The tagline for Some Kind of Monster is “The film that redefines group therapy.” It’s a play on the word group–rock group, get it?–but the emphasis should be on “redefines.” In the band gripe sessions that form the heart of this Metallica documentary, lead guitarist Kirk Hammett and longtime producer Bob Rock are practically non-entities. All the dysfunction stems from the relationship between frontman James Hetfield and drummer Lars Ulrich, the co-founders of the band. It’s couples therapy masquerading as group treatment.

And this couple certainly needs help. According to Ulrich, things between him and Hetfield haven’t been the same since Dave Mustaine joined the band–in 1981. Most couples wouldn’t have suffered through 21 years of pain and miscommunication, but then again, most couples don’t have the complementary talents to make the best metal music the world has ever known.

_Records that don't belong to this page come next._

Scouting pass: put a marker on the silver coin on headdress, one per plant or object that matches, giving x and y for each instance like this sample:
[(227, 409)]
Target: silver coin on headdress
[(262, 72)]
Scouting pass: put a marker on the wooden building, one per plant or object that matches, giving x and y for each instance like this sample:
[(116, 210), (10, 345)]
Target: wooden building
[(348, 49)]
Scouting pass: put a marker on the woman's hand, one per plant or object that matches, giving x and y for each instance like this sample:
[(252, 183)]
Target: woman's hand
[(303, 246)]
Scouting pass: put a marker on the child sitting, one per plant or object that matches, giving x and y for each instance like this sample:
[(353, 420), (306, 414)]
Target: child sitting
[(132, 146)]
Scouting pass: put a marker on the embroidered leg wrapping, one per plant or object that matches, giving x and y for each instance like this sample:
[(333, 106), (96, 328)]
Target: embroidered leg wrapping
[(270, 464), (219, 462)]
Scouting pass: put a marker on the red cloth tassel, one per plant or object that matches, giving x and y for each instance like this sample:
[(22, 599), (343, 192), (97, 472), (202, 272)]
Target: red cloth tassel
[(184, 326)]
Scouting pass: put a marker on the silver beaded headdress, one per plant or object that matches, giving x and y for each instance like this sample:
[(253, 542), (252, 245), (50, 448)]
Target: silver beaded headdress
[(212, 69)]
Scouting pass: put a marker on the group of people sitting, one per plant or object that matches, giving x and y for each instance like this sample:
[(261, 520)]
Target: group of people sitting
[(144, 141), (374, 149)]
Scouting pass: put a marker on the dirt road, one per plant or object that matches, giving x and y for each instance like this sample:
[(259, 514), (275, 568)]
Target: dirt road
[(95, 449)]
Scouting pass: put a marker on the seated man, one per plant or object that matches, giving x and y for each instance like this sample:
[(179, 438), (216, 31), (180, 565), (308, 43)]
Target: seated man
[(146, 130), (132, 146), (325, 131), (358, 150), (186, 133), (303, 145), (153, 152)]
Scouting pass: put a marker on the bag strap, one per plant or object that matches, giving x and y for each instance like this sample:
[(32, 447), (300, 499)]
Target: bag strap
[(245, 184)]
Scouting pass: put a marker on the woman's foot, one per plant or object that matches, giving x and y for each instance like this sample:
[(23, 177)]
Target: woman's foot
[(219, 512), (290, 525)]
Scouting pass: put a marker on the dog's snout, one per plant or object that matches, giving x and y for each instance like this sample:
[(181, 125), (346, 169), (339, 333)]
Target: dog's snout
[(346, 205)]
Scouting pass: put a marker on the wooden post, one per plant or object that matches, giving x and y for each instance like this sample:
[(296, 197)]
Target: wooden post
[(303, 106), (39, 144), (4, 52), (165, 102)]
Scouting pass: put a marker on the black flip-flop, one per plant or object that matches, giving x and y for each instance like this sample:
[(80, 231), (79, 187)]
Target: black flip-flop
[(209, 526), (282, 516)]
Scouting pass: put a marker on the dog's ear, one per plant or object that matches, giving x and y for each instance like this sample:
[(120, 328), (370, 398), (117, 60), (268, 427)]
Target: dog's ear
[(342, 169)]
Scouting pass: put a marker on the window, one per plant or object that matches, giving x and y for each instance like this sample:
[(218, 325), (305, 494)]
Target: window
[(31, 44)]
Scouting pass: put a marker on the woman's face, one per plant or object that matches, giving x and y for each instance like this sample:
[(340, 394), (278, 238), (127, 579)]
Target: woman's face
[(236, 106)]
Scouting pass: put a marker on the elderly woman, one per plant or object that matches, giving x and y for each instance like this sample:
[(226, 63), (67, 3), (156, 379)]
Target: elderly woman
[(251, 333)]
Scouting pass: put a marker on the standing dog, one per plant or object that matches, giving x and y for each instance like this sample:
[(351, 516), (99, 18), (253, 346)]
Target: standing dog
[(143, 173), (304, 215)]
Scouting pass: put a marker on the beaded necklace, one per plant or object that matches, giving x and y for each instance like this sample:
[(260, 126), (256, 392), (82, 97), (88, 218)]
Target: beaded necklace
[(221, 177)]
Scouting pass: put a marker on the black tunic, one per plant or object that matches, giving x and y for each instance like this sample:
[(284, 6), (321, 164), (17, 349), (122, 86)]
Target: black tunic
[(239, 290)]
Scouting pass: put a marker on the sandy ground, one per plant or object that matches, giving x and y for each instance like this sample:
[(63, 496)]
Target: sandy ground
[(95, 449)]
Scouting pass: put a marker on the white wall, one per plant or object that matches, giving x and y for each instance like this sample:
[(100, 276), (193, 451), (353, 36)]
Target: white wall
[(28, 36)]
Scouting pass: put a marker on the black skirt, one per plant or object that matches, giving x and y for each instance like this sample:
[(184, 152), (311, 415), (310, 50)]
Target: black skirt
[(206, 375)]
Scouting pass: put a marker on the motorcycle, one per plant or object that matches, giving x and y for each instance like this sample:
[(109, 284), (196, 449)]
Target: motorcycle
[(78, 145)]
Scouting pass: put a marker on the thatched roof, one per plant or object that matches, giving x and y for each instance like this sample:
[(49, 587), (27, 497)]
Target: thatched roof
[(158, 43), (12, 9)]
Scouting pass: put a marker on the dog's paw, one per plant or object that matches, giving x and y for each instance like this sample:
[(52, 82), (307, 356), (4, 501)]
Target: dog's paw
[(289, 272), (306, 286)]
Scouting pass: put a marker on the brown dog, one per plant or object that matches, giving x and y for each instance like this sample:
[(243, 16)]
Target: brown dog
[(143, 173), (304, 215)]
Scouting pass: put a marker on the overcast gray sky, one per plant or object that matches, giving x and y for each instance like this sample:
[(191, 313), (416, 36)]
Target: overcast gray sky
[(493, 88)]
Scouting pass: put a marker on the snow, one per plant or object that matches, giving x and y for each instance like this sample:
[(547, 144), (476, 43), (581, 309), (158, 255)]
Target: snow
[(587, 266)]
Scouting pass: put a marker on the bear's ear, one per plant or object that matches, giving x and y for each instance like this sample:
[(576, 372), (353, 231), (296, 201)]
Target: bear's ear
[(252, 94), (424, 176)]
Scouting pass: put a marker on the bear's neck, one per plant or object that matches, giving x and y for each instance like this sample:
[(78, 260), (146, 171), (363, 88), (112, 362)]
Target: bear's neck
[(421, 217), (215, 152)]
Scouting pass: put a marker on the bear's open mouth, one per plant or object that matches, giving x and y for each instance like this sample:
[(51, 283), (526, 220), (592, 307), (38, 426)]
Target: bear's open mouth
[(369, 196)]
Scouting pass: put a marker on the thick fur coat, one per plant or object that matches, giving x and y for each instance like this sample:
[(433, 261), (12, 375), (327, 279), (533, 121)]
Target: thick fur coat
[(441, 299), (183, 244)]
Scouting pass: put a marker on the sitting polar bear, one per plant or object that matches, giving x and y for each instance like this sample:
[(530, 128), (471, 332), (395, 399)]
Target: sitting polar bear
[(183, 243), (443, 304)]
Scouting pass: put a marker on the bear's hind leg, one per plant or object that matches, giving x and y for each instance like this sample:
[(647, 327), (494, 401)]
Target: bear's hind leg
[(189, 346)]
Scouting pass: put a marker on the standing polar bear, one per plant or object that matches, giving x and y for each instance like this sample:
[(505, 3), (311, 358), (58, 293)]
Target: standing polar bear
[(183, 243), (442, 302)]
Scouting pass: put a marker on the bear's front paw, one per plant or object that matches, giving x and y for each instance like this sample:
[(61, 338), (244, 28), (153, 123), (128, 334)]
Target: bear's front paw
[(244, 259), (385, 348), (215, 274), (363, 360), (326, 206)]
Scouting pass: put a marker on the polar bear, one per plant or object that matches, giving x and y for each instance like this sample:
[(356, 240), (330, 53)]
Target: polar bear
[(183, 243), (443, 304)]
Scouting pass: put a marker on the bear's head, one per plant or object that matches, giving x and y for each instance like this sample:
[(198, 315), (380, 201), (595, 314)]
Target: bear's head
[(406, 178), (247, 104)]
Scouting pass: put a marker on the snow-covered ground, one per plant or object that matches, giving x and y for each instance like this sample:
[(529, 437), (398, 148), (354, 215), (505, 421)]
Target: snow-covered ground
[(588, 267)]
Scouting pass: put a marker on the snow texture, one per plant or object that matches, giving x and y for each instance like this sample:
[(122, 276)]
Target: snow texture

When we first meet Metallica in Some Kind of Monster, bassist Jason Newsted has just left the band after 16 years and the group has hired Phil Knowles, a counselor to professional sports teams, to help the members work out their problems. At first, Ulrich seems to be the primary instigator for Knowles’ weekly therapy sessions. A notorious blabbermouth, he revels in the chance to hear himself talk. Hetfield, who’s earned equal infamy as a disgruntled badass, seems uncomfortable with such emotional openness. But everything changes when Hetfield abruptly leaves for rehab for his alcohol abuse.

His absence sends the band deeper into a shit spiral; Bob Rock, who appeared to be Hetfield’s biggest supporter, quietly seethes when Hammett relates how Hetfield told him he wanted to escape from the “Bob Rocks” of the world. Ulrich, meanwhile, bathes in self-pity as he watches Newsted’s new band make its debut at a San Francisco club.

When the band gets back together almost a year later, it is Hetfield who now craves catharsis. He variously refers to Knowles as “an angel” and “father figure.”

Ulrich, however, rankles at the way Hetfield has forced Metallica into an involuntary hiatus in the middle of recording a new album. After returning from rehab, Hetfield implements a non-negotiable rule that he can only record from noon to 4 p.m. each day, with the rest of his time dedicated to his family; he even has the balls to bitch at the other members for working on the album after 4 p.m. Like most recovering addicts–and all rock stars–Hetfield assumes what’s good for him is good for all; he rationalizes his divaishness by saying that limiting the band to four hours a day will cut out the bullshit and focus everyone on their work.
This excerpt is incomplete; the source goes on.